Strokes Gained: Golf’s Answer to xG
Strokes Gained (SG) is a relative measure of performance. Instead of simply counting putts or fairways, it asks:
“If every other player had faced my exact shot, how many strokes would they have taken – and did I beat or trail that mark?”
For every distance and lie on the course, millions of data points tell us the field’s average strokes to finish (e.g. 150 yards from the fairway ≈ 2.80). Your actual outcome is compared with that expectation and expressed as a positive (gained) or negative (lost) fraction of a stroke. Add the gains and losses across the round and you get SG: Total; tag the start of each shot and you also get the four component skills:
- Off-the-Tee
- Approach
- Around-the-Green
- Putting
The xG Analogy: Why Football’s Favourite Stat Makes Sense on the Fairway
Football fans now swear by expected goals (xG). xG evaluates every shot by asking how often it is converted on average – distance to goal, angle, defensive pressure and so on – then measures how far a team or player ran above or below that expectation.
Strokes Gained works exactly the same way:
Football | Golf |
---|---|
Shot quality → xG value | Lie & distance → “strokes to finish” |
Actual goals – xG = over/under-performance | Actual strokes – baseline = strokes gained |
Sum over match / season | Sum over round / season |
Both stats strip away contextual noise (weather, course set-up, opponent strength) and reveal the underlying skill signal. That makes SG as indispensable to modern golf analysis as xG is to Premier League scouting reports.
How Strokes Gained is Calculated
- Baseline – ShotLink’s historical data gives a strokes-to-finish average for every location/lie combination.
- Compare – Subtract the baseline for the starting position from the baseline at the finishing position (plus one for the shot itself).
- Sum – Add every shot’s gain/loss:
SG for a shot = Baseline(start) – [1 + Baseline(finish)]
Example: 150 yds fairway (2.80) → 15 ft putt (1.90):
2.80 – [1 + 1.90] = +0.90 (almost a full stroke gained)
Reading the Live Strokes Gained Feed During a Tournament
Because SG Total = score – field average, ranking players by SG is mathematically identical to ranking them by score.

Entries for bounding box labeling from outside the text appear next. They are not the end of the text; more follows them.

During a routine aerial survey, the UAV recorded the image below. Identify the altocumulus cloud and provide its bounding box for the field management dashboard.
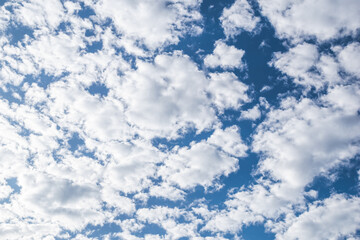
[0,0,360,240]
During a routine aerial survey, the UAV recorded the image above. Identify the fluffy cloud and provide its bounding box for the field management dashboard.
[259,0,360,41]
[94,0,201,49]
[339,43,360,77]
[116,53,217,137]
[253,86,360,200]
[220,0,260,37]
[276,195,360,240]
[271,43,344,89]
[159,126,247,189]
[204,41,245,69]
[240,105,261,121]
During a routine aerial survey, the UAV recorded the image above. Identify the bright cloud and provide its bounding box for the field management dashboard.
[0,0,360,240]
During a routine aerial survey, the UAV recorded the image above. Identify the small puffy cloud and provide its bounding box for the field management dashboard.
[220,0,260,37]
[207,126,248,157]
[14,0,65,30]
[253,86,360,200]
[204,40,245,69]
[118,53,217,138]
[201,185,287,234]
[93,0,202,49]
[159,142,238,189]
[240,105,261,121]
[276,195,360,240]
[159,126,247,189]
[259,0,360,42]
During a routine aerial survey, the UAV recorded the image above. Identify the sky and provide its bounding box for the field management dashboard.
[0,0,360,240]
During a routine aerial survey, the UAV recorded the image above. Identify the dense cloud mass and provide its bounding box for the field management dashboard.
[0,0,360,240]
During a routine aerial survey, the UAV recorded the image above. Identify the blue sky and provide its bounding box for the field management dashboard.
[0,0,360,240]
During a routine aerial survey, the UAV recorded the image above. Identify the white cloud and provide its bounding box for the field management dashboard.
[253,86,360,201]
[204,40,245,69]
[276,195,360,240]
[271,43,344,89]
[259,0,360,41]
[94,0,201,49]
[240,105,261,121]
[220,0,260,37]
[118,53,217,138]
[14,0,65,30]
[201,185,286,234]
[159,126,247,189]
[207,126,248,157]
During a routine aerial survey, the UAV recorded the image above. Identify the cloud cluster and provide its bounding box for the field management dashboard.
[0,0,360,240]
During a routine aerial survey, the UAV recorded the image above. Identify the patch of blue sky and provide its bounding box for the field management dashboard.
[305,156,360,202]
[77,2,95,18]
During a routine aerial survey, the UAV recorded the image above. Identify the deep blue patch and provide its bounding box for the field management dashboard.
[68,133,85,152]
[85,40,103,53]
[77,2,95,18]
[5,25,34,45]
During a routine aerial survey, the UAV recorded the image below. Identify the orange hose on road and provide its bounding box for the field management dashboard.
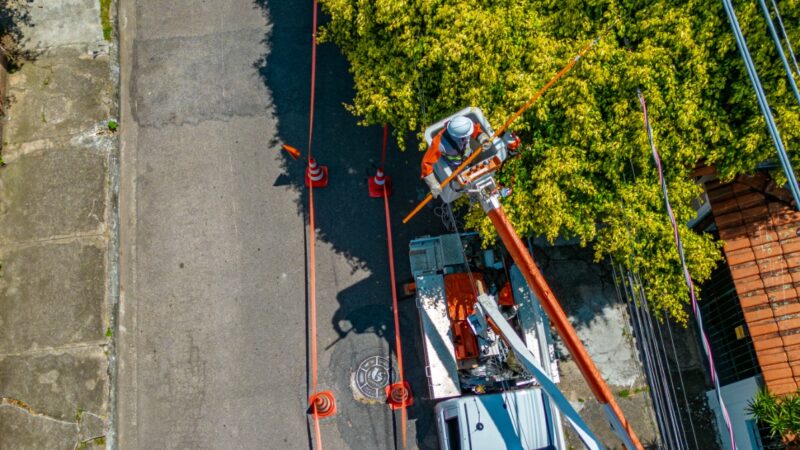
[381,125,408,448]
[487,206,643,450]
[308,0,322,450]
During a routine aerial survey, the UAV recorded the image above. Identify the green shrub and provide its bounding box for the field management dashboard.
[747,389,800,448]
[320,0,800,323]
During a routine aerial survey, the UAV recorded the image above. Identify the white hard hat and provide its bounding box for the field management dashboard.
[447,116,473,139]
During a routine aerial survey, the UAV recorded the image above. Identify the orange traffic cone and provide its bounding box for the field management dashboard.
[308,391,336,418]
[306,158,328,187]
[384,381,414,409]
[283,144,300,161]
[368,168,392,198]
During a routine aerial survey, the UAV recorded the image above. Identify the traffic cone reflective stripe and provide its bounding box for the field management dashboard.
[306,158,328,188]
[367,168,392,198]
[385,381,414,409]
[375,169,386,186]
[309,391,336,418]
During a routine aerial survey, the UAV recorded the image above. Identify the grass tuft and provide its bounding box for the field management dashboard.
[100,0,114,42]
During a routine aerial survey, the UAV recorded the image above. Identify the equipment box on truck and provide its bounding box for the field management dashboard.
[409,233,565,450]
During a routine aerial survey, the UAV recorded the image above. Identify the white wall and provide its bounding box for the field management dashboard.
[706,377,760,449]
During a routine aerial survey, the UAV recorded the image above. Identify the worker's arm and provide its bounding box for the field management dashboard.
[472,123,492,152]
[421,139,442,178]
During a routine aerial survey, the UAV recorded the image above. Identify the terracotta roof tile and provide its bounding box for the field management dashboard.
[748,320,778,337]
[781,237,800,254]
[750,229,778,246]
[714,211,744,228]
[781,333,800,346]
[734,275,764,294]
[744,307,775,324]
[739,291,769,308]
[734,189,765,209]
[741,205,769,223]
[767,284,797,302]
[785,345,800,366]
[753,336,783,352]
[772,299,800,317]
[757,348,789,367]
[709,195,739,215]
[731,261,760,280]
[724,235,753,252]
[783,252,800,269]
[767,380,797,395]
[706,178,800,395]
[772,210,800,226]
[753,242,783,259]
[725,248,756,266]
[775,223,798,241]
[761,270,793,289]
[719,225,747,241]
[768,202,789,213]
[778,317,800,331]
[761,363,794,382]
[756,255,786,273]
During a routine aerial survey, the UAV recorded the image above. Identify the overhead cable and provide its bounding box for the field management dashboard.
[722,0,800,210]
[758,0,800,106]
[638,89,736,450]
[772,0,800,77]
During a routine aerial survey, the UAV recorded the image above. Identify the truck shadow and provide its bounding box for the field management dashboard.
[254,0,640,448]
[254,0,445,449]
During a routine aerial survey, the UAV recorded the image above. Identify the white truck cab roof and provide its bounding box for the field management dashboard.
[434,388,559,450]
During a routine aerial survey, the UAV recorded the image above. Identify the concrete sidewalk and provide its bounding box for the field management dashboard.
[0,0,118,449]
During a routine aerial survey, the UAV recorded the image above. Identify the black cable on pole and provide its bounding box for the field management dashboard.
[758,0,800,106]
[722,0,800,210]
[772,0,800,77]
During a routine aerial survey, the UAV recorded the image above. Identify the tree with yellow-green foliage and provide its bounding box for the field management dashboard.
[321,0,800,322]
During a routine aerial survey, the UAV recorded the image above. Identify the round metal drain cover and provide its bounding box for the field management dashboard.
[353,356,397,401]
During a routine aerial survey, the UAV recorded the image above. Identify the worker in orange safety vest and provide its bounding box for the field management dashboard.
[422,116,492,198]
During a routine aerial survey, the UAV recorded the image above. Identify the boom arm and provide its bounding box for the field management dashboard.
[470,182,643,450]
[476,294,603,450]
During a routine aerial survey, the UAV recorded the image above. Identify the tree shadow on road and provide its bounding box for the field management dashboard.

The feed simply shows the leaderboard before the official board has updated.
- Every +1 SG per round moves a player ~12–13 places up the leaderboard.
- +3 SG/rd wins more than half of full-field PGA Tour events.
- +2 SG/rd produces a top-10 roughly once every eight starts.
Watching SG live lets you separate real moves from noise:
- A player at –4 but losing strokes tee-to-green is riding a hot putter – likely unsustainable.
- A player at –1 but gaining 2+ strokes ball-striking is primed to surge if the putter warms up.
Variability, Putting Volatility and Predictive Power
SG’s great party trick is showing how repeatable each skill is:
Component | Year-to-year correlation | Why it matters |
---|---|---|
Approach | ≈ 0.55 | Stable skill → best single predictor of long-term success |
Off-the-Tee | ≈ 0.50 | Driving distance & accuracy largely repeat |
Putting | ≈ 0.25 | Highly volatile; form swings week-to-week |
Around-the-Green | ≈ 0.15 | Small sample per round + lie variability |
Put another way, ball-striking carries the signal, putting carries the noise. A player can gain +6 strokes with the putterin one round – and give it straight back the next day. Bettors who chase yesterday’s hot flat-stick often pay tomorrow’s price.
Practical Benchmarks: How Many Strokes Do You Need to Contend?
SG per round | Four-round total | Typical finish |
---|---|---|
0 | 0 | ~51st (makes cut, mid-pack) |
+1 | +4 | ~39th |
+2 | +8 | ~26th |
+3 | +12 | ~14th / realistic chance |
+4 | +16 | Top-3 / usually enough to win |
Major venues nudge these targets up by ~0.2–0.3 SG/rd because the field is stronger.
Key Take-aways for Bettors, Viewers and Golfers
- Treat SG like xG: it’s the clearest performance-above-context lens available.
- Follow the right line: Focus on SG: Approach and SG: Off-the-Tee for predictive edges; beware of chasing transient putting spikes.
- Use live SG to anticipate moves: The numbers reveal who’s trending before the scoreboard catches up.
- Benchmark sensibly: +2 SG/rd is top-25 golf; +3 SG/rd is winning golf.
Final Thoughts
Strokes Gained does for golf what xG did for football: it turns raw outcomes into actionable insight. Whether you’re coaching, trading, or just watching with a pint in hand, understanding where strokes are gained (or lost) brings the sport – and its betting markets – into far sharper focus.